# time series - ARIMA + ARIMAX + R

#### Amaterasu

##### New Member
Hello,
I am not a statistician, a machine learning computer science person. Recently, have read quite a bit about ARIMA and ARIMAX and using them in R. I will be grateful if you check my workflow and point out any mistakes. Thanks in advance!
1. Pre-processing
the two time series (A, B) were not stationary => applied log and diff twice to make it stationary
MydataLog<-data.frame(log(Mydata$A), Mydata$B) // didn’t apply log(B)
MydataDiff1<-data.frame(diff(MydataLog$A), diff(MydataLog$B))
MydataDiff2<-data.frame(diff(MydataDiff1$A), diff(MydataDiff1$B))
- Test for stationary
adf.test(MydataDiff1$A, alternative="stationary") adf.test(MydataDiff1$B, alternative="stationary")
(p-value = 0.01 =>stationary (smaller than 0.05) after log+diff+diff )
data: MydataDiff2$A Dickey-Fuller = -6.7353, Lag order = 3, p-value = 0.01 alternative hypothesis: stationary 2. Cross-correlation function #try any model to get any white noise ARIMA(1,0,2) for B model1<-arima (MydataDiff2$B, order=c(1, 0, 2))
residuals1<-residuals(model1)
Box.test(residuals1, type='Ljung',lag=log(length(residuals1)))
yfiltered <- residuals(Arima(MydataDiff2$A, model=model1)) Box.test(yfiltered, type='Ljung',lag=log(length(yfiltered))) c <- ccf(residuals1, yfiltered) Is it the correct way to perform prewhitening and cross-correlation between A and B? My ccf shows significant correlation at lag 0 => Yt depends only on Xt and not on Xt-1, etc. What’s the 5% significance test?

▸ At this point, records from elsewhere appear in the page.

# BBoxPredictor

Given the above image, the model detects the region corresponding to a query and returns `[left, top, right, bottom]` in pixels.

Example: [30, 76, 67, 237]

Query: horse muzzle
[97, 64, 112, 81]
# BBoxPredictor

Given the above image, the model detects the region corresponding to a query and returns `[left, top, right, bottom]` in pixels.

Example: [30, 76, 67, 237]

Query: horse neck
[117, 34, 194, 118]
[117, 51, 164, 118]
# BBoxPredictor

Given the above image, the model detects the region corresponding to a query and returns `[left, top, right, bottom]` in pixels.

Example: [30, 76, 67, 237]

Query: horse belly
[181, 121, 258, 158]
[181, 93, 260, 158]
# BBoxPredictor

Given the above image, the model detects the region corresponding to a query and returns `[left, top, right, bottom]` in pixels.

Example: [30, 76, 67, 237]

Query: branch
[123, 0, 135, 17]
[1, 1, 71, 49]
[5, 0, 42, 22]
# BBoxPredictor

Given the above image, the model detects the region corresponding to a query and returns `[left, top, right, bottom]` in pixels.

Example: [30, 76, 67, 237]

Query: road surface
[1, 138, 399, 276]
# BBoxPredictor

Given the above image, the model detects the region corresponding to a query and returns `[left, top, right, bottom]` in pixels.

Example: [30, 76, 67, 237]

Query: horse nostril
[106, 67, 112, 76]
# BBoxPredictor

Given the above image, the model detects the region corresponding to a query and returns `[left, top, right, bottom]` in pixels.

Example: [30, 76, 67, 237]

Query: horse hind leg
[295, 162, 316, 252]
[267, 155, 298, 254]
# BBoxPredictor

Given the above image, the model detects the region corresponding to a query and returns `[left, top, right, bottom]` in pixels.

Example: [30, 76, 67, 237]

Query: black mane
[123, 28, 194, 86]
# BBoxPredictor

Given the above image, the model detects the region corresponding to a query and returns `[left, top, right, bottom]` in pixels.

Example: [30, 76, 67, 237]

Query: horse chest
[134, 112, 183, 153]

Some say greater than 2/sqrt(N), others say greater than 2/sqrt(N)sqrt(N-k) 3. Arimax – because I saw only one significant correlation at lag 0 = > am I applying dynamic regression of the following type: Y(t) = b0 + bX(t) + n(t) n(t) = a1*n(t-1) +…+ ap*n(t-p) – Q1*e(t-1)…-Qq*e(t-q) + e1 Start with some model Arima(1, 0, 2), X = A, Y = B model<-Arima(MydataDiff2$B, xreg = MydataDiff2$A, order=c(1, 0, 2)) res2<-residuals(model) Box.test(res2, type='Ljung',lag=log(length(res2))) #result was white noise #correct the model: ny<-arima.errors(model) tsdisplay(ny, main = "ARIMA errors") #potential ARIMA(MA(2), AC(3) for example) for ny model1<-Arima(ny, xreg = MydataDiff2$A, order=c(3, 0, 2))
ny1<-arima.errors(model1)

#test et for white noise
Box.test(residuals(model1), lag=10, type = "Ljung")

#### noetsi

##### Fortran must die
I don't know R, but I will make some comments. If you are using ARIMAX than you pre-whiten both series first (create a PDQ ARIMA model) which is what I assume you did. ADF has serious power issues. So you should test for Stationarity not just with it but with one of the test of Stationarity that has that has the opposite null. If both test show there is a trend (non-Stationarity) than your more confident of your results. Logging does not deal with non-Stationarity as far as I know. It deals with variance issues.

I am not sure what you mean by dynamic regression. Different authors use that for different things.